Well, I have outlined the usual story of logic as it corresponds to programming (as has been accepted for at least some five decades now); it strains credulity to claim that logic is illogical.

Now I do see where you are coming from; under a set-theoretic interpretation with "implies" as "subset", "or" as "union", and "and" as "intersection", the fact that "A implies (A or B)" tells us that an element of the set A is also an element of the set "A union B".

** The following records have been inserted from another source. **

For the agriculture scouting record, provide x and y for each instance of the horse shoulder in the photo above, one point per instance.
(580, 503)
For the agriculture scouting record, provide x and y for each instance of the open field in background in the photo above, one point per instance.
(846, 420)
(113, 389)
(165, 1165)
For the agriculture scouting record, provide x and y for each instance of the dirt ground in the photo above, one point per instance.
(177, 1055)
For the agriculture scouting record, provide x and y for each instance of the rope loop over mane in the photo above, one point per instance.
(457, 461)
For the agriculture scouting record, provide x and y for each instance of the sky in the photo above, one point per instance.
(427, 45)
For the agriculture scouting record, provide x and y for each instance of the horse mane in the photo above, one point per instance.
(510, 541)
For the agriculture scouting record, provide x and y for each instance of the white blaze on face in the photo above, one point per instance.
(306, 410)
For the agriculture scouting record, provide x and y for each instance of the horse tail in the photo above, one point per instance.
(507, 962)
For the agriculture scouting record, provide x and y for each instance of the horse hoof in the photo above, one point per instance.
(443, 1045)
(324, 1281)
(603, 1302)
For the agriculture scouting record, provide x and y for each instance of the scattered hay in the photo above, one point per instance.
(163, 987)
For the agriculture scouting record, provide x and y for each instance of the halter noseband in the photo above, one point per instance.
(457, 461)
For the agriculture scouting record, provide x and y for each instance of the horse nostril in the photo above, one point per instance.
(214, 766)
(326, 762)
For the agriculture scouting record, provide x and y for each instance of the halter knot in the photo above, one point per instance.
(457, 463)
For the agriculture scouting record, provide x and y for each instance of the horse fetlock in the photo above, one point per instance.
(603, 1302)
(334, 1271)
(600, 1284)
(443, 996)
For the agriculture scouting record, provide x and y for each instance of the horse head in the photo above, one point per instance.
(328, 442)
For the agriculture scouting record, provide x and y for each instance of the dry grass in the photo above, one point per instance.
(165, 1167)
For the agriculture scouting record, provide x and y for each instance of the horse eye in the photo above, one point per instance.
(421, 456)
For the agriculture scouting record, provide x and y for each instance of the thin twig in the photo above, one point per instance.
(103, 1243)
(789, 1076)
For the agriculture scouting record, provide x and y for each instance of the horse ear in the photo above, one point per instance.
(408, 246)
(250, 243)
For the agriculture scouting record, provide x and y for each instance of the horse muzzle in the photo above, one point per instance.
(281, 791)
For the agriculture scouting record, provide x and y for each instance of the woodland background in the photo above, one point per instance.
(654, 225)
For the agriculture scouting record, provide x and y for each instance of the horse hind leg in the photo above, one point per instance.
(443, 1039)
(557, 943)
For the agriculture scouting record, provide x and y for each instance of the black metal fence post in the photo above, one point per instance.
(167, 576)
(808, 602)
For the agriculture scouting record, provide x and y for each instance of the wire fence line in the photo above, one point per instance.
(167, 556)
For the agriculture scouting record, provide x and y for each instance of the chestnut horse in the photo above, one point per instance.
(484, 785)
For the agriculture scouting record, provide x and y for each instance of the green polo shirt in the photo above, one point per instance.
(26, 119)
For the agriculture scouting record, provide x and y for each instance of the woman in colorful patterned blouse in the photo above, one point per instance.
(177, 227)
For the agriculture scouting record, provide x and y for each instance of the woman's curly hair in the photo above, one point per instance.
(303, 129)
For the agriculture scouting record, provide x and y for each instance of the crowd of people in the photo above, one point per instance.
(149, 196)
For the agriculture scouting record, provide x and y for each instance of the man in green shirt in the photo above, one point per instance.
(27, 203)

However, this is not the interpretation that leads to a straightforward correspondence between logic and programming. For example, we would like "A and B" to correspond to the type of pairs of elements of A with elements of B, which is not at all the set-theoretic intersection. And while "(A and B) implies A", we do not want to say a value of type "(A, B)" also has type "A". (E.g., if a function expects an "A" and receives an "(A, A)", we are at an impasse.)

So "implies" should not be read programmatically as a subtyping relation; instead, "A implies B" tells us that there is a function taking a value of type A to a value of type B. In the case of "A implies (A or B)", that function takes its input and tags it as belonging to the left disjunct!

Another perspective I must mention: given a proof of "A or B" and another of "(A or B) implies C", how can we combine these into a simpler proof of just "C"? A proof of "(A or B) implies C" must contain both a proof a "A implies C" and a proof of "B implies C", and we could insert into one those proofs a proof of A or a proof of B. But we have to know which one we have! (This is a very short gloss of a much deeper story, where, under Curry-Howard, proof simplification corresponds to computation, and this is another way of describing a function call that does a case-analysis of a tagged union (or "sum type").)

Now "union and intersection" types with the set-theoretic properties you are hinting at have indeed been studied (see, for example, Section 15.7 of Pierce's "Types and Programming Languages"). But they do not replace the much more familiar "sum and product types", and do not play the central role of "or" and "and" in the correspondence of programming to logic.